In visit to Afghanistan and Iraq, Panetta fixes his gaze on the exit sign
Former CIA chief Leon Panetta, now secretary of Defense, is assessing the US military engagements in Iraq and Afghanistan and how to bring them to a successful end.
Paul J. Richards/AP
After being sworn in as the nation’s new secretary of Defense, Leon Panetta’s first order of business was to head for Iraq and Afghanistan to assess two military engagements in varying stages of winding down.
In interviews, Mr. Panetta, the former director of central intelligence, has begun to paint a portrait of how he sees the wars in those countries progressing, and of the pressures that he believes he must now exert as Defense secretary to bring them to a successful conclusion.
On the ground, he has been meeting with US troops and getting briefings from the top military officials, most notably Gen. David Petraeus, who is preparing to step down as the commander of forces in Afghanistan to assume Mr. Panetta’s old job at the CIA.
Panetta has already taken on what his predecessor and the commander in chief describe as the most wrenching duty their jobs entail: signing condolence letters to the families of US troops who have been killed in battle.
“It makes me that much more aware of the responsibility we have to support these men and women and to do everything we can to support their families,” he told reporters in his first news conference while aboard the plane.
It was a point Panetta emphasized during a visit to Baghdad Monday, where attacks on US forces and casualties are once against on the rise. “We’re very concerned that in June, we lost a helluva lot of Americans because of those attacks,” he said.
June was the deadliest month for US soldiers in Iraq in two years, and Panetta blamed Iran for providing lethal weapons to Iraqi militias. “We cannot just simply stand back and allow this to continue to happen,” he said.
Panetta’s predecessors have wrestled with just what they can do to protect troops from such weapons, including powerful roadside bombs known as explosively-formed projectiles, or EFPs, with dart-like shaped charges that cut through armored vehicles.
One chief aim of the trip has been to push Iraqi government forces to go after the Shiite militias that still exist, particularly in areas of east Baghdad.
“They are starting to do that,” Panetta said. But he added that the US will continue to exert pressure on forces supported by Iran.
“This is not something we are going to walk away from,” Panetta told troops in Baghdad. “We’re going to take this straight on.”
With the increased Iranian influence in Iraq over the past months, one of the key goals of Panetta’s trip “is to send a message to Iran that they’re not going to simply chase the US out of Iraq,” says Jeffrey Dressler, an analyst with the Institute for the Study of War, a Washington, D.C., think tank.
But under the current security agreement, US troops are obliged to leave Iraq by year’s end.
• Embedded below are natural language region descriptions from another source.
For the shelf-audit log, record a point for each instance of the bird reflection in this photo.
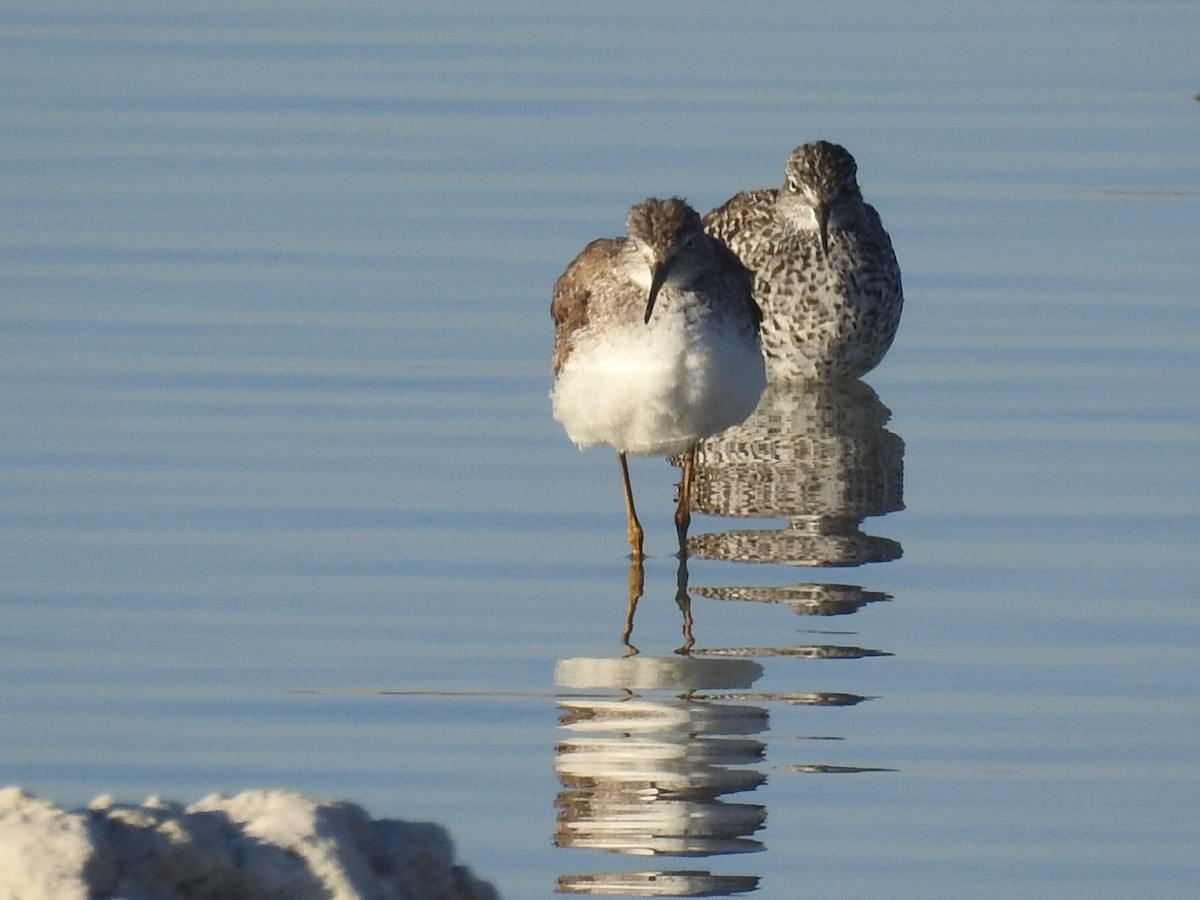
(647, 769)
(814, 454)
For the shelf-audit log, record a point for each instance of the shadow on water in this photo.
(647, 767)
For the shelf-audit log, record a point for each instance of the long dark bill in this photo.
(658, 279)
(823, 227)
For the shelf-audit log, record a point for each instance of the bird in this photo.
(657, 346)
(825, 271)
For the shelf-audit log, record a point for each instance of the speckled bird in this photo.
(657, 345)
(825, 273)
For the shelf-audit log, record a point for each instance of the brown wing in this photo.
(573, 292)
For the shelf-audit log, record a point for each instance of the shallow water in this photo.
(282, 504)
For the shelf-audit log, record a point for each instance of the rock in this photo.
(258, 845)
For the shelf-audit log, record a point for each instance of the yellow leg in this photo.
(683, 508)
(636, 582)
(633, 525)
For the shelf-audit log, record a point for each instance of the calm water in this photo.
(282, 504)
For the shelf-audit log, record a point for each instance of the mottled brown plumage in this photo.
(655, 343)
(826, 275)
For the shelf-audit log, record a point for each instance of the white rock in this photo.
(261, 845)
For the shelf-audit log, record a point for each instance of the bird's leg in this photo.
(636, 582)
(633, 525)
(683, 600)
(683, 508)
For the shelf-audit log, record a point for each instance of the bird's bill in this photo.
(658, 279)
(822, 211)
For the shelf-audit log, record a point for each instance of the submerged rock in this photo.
(258, 845)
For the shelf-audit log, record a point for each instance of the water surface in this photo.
(282, 504)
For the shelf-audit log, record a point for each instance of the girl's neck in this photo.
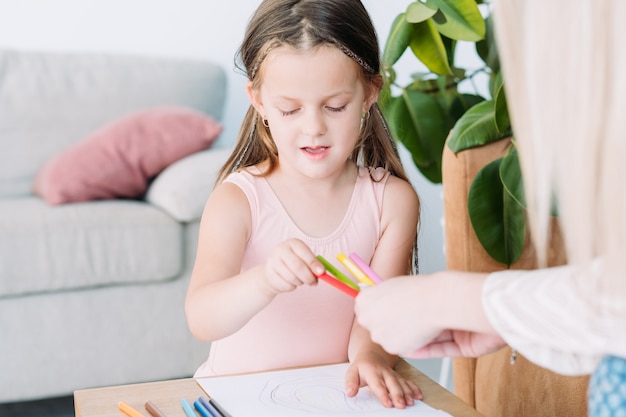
(316, 205)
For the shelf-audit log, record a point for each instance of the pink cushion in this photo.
(118, 160)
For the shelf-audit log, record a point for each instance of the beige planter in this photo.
(490, 383)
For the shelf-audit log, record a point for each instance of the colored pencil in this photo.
(128, 410)
(338, 284)
(187, 408)
(337, 274)
(153, 409)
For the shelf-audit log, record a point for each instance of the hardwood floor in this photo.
(54, 407)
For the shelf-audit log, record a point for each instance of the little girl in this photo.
(314, 172)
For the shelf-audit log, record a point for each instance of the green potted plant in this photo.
(431, 111)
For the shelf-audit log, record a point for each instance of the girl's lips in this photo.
(315, 152)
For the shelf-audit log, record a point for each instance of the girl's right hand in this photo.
(291, 264)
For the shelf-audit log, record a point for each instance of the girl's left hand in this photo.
(371, 369)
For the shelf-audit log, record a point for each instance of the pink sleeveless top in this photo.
(310, 325)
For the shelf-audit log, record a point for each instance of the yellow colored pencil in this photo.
(128, 410)
(360, 275)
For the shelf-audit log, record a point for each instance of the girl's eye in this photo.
(337, 109)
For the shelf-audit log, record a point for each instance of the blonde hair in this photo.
(305, 25)
(563, 65)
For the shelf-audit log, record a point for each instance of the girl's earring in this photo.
(364, 117)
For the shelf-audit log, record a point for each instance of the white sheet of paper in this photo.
(314, 391)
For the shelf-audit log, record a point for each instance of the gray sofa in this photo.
(92, 293)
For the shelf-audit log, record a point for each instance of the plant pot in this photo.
(490, 383)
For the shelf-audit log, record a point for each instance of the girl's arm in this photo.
(221, 299)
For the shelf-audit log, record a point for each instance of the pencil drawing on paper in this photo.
(319, 394)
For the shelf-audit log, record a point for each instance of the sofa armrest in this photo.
(182, 189)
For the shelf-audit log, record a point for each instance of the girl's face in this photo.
(313, 101)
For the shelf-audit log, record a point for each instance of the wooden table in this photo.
(167, 396)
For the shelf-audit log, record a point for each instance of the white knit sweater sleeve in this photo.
(558, 318)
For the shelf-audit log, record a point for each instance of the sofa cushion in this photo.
(119, 159)
(197, 173)
(82, 245)
(51, 100)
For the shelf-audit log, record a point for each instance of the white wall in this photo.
(203, 29)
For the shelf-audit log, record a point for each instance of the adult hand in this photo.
(291, 264)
Senior Obama administration officials have left open the possibility that US troops will remain in Iraq past the current December deadline.
But first, the Iraqis must request that they stay – a point that Panetta is expected to press in meetings with Iraqi Prime Minister Nouri al Maliki and others. Iraqi President Jalal Talabani says that Iraq’s top political leaders will decide within two weeks whether to ask US troops to stay into 2012.
In Afghanistan, General Petraeus painted a bright picture for reporters traveling with Panetta, noting that the month of June “saw less insurgent attacks than last June and May was about the same.” Yet some question whether those trends represent true progress given the surge of 30,000 additional US troops into the country is currently at full strength.
Panetta, for his part, said that he believes US forces are “within reach of strategically defeating Al Qaeda.”
As CIA director, Panetta had stepped up drone attacks on Al Qaeda leaders in Pakistan. In a moment that did little to enhance feelings of goodwill among Pakistani officials toward the US, Panetta told reporters that he believes Al Qaeda’s new chief Ayman al Zawahiri is most likely hiding in Pakistan’s Federally Administered Tribal Area, or FATA.
Such a belief makes it likely that the pace of US drone strikes, which has been a source of contention with Pakistani officials, will continue. “If we can be successful in going after them, I think we can really undermine their ability to do any kind of planning, to be able to conduct any kind of attack on this country,” Panetta said. “It’s within reach. Is it going to take more work? You bet.”